黄东旭解析 TiDB 的核心优势
1068
2024-03-18

本篇文章将会对锁冲突场景下,常用的解决锁冲突的接口,进行个人对代码的理解与解析,希望对大家理解 TIKV 分布式事务有所帮助
这个接口的作用比较明显,主要是事务中,遇到锁冲突 (一般是悲观事务过程中加悲观锁,或者 prewrite 过程中加的锁),从锁信息中获取到其 Primary KEY ,进而通过这个接口来看 primary key 的当前事务状态。事务状态可能是已经提交,已经回滚,或者还在事务中。
特别的,如果发现 Primary KEY 的锁已经过期了,CheckTxnStatus 还会主动将其进行保护模式的回滚。
假如目前有两个并发事务,t1 和 t2
t1 在事务过程中,发现了 t2 的锁,因此 t1 调用了 CheckTxnStatus 接口来查看 t2 当前的状态
primary_key: 需要查看的 t2 主键 KEY
lock_ts: t2 的 start_ts
caller_start_ts: t1 的 start_ts
current_ts: 当前的 ts
rollback_if_not_exist : 如果没有发现任何提交记录或者回滚记录的时候,是直接回滚还是返回错误
force_sync_commit: async_commit 的场景下,是否强制推进 async_commit 进程,否则返回 uncommitted
resolving_pessimistic_lock:false 代表本意是想解析 prewrite lock ,true 代表本意是想解析悲观锁。

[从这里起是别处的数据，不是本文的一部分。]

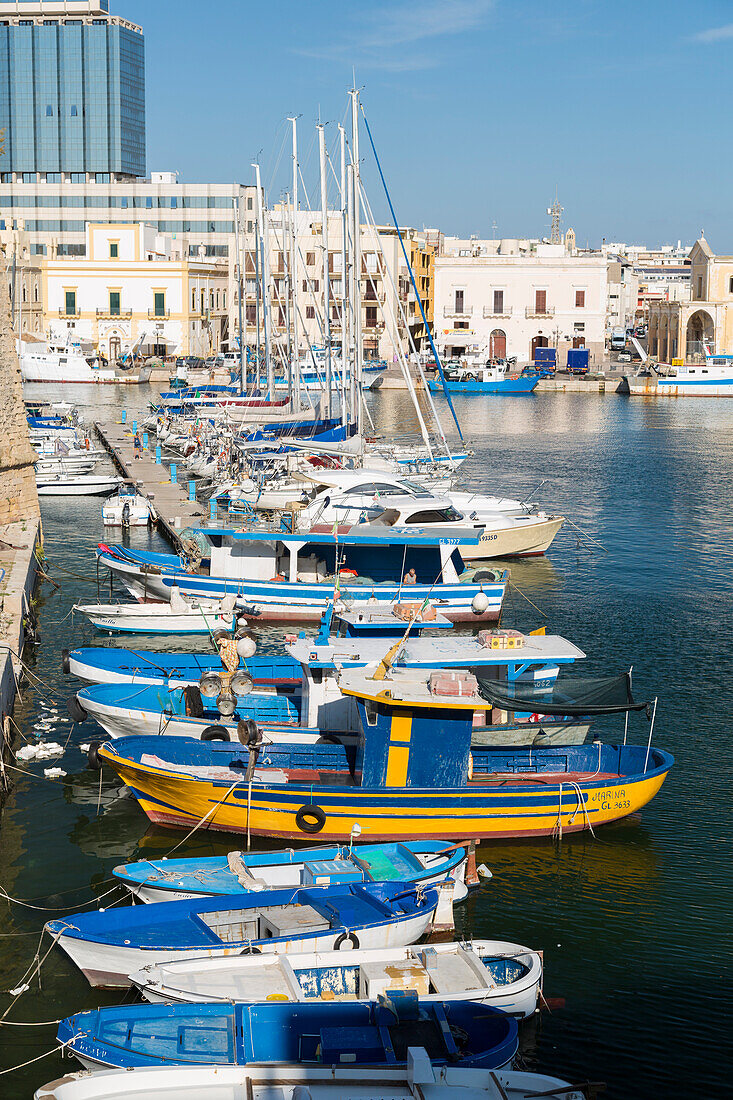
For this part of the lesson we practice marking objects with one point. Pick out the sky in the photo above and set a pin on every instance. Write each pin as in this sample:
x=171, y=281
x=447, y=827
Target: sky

verify_is_primary: 验证主键上面的锁是主键锁 ( issue 42937 ),目前默认开启该校验功能
和其他接口一样,首先需要获取 Primary 的锁信息
如果找到的锁是 符合预期 的 t2 的锁,那么调用 check_txn_status_lock_exists
特别地,如果悲观锁信息显示该 lock 是通过公平锁功能写入的,那么这个 lock 需要进一步进行检查验证,防止 issue 43540 ,进一步查看该 lock 对应的事务是已经提交或者回滚,防止其是 stale 的 lock。如果确实没有任何提交记录或者回滚记录,那么可以才可以认为该悲观锁是可用的有效的。否则的话,直接清楚该悲观锁,返回事务状态即可。
如果悲观锁已经过期
如果悲观锁未过期,那么更新 lock 的 min_commit_ts,并且返回 TxnStatus::uncommitted
如果预期检查的 lock 就是悲观锁,那么只需要清理悲观锁,返回 Ok(TxnStatus::PessimisticRollBack) 即可,无需回滚
如果预期检查的 lock 是 prewrite lock,我们就需要清理悲观锁的同时,还需要留下回滚的记录 (非保护模式下,笔者目前不太了解为何还是非保护模式)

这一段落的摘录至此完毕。